Поцелуй детей. Они взрослые и наверное смогут если не простить, то понять меня. Я вас всех люблю, и вы всегда будете в моем сердце.
Это письмо Нина Леонидовна Кондрашина получила в номере амстердамского отеля «Окура», проснувшись и ожидая, когда муж — дирижер Кирилл Петрович Кондрашин, вернется с прогулки, и они вместе пойдут завтракать.
Как после выяснилось, Кондрашин пришел в полицейский участок и написал заявление о своем желании остаться в Голландии, где ему гарантируется работа, что могут подтвердить представители Концертгебау, куда он приглашался в течение одиннадцати лет, в статусе, отличающем его от обычного дирижера-гастролера.
Представители Концертгебау были вызваны в полицию, увидели Кондрашина в камере за решеткой: так было положено в таких случаях во избежание эксцессов; поговорили с ним, передали письмо от жены, с которой он не захотел увидеться, взяли от него еще одно, теперь ответное, письмо к жене, приехали к ней в отель, не умея скрыть удивления. Да, они понимали преимущества открытого общества перед закрытым, ценили свои права и сочувствовали тем, кто их не имеет, были информированы о положении в странах так называемого социалистического лагеря куда лучше тех, кто там жил, и само по себе решение Кондрашина остаться на Западе воспринималось ими как вполне понятное. Но вот только форма, в которую он свой поступок облек… Провести целую ночь в полицейском участке, в камере за решеткой — странно как-то добровольно на такое себя обречь. Ведь он же не матрос, отставший от команды, не переметнувшийся агент — у него все-таки имя было, репутация, даже слава. Сказал бы — ему бы помогли, все бы устроили, прилично, цивилизованно…

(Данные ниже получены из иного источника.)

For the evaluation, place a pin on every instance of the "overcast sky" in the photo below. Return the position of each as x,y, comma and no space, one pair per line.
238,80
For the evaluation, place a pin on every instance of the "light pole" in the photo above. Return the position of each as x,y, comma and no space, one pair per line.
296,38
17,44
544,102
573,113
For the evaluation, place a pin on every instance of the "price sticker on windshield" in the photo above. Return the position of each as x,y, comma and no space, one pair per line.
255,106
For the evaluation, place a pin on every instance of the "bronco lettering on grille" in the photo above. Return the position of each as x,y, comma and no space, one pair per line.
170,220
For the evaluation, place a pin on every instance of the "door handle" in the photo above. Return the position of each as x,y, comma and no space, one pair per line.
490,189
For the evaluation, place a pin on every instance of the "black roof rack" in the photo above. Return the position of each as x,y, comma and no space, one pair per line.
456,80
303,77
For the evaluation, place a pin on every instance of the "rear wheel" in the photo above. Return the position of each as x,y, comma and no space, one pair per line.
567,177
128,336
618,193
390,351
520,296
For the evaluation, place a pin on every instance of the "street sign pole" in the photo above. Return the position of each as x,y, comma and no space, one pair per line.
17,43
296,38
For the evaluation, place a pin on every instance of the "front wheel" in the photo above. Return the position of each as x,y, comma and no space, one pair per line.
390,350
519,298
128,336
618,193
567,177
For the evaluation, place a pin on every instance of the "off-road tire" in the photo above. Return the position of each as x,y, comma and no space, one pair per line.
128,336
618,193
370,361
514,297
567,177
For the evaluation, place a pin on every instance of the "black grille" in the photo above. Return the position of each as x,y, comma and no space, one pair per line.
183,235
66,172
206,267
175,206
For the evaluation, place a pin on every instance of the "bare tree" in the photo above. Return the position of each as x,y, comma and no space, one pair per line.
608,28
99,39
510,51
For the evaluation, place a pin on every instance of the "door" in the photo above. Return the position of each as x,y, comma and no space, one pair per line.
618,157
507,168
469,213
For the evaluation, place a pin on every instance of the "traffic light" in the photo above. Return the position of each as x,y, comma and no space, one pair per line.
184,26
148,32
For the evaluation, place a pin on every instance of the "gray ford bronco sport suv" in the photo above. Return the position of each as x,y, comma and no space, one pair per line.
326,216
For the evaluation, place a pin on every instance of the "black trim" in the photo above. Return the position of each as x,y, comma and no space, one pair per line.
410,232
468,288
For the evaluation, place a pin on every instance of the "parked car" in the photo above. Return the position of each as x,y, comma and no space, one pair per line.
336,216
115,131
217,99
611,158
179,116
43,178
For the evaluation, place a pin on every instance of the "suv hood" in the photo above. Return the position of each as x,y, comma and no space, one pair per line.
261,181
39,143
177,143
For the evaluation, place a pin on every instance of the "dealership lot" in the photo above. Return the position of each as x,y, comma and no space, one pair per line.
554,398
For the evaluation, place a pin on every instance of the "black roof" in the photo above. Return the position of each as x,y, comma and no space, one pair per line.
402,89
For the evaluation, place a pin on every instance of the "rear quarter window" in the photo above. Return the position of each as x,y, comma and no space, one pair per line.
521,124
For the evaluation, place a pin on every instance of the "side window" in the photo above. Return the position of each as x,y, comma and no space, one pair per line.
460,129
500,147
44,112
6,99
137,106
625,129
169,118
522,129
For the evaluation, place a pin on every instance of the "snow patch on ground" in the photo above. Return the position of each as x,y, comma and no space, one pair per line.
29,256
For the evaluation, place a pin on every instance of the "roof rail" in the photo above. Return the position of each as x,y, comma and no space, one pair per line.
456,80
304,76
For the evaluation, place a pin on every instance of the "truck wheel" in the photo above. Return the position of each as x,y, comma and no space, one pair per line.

Был декабрь 1978 года. И если на Западе недоумевать могли лишь по поводу формы поведения известного дирижера, у нас в стране, где еще никакими послаблениями и не пахло, потряс сам факт. Отъезды еще не сделались повальными, в каждом случае обсуждались, осуждались безоговорочно по официальной линии, а там, где друг другу доверяли, вызывали споры, рождали версии, наводили на размышления.
Судьба Кондрашина показательна утратой ориентиров, характерной и для нашего теперешнего сознания. В ней логика соседствует с непредсказуемостью, воля с паническим безумием, пунктуальность с анархией, щепетильность с предельным эгоцентризмом. Хотя позволительно ли строго судить самоубийцу?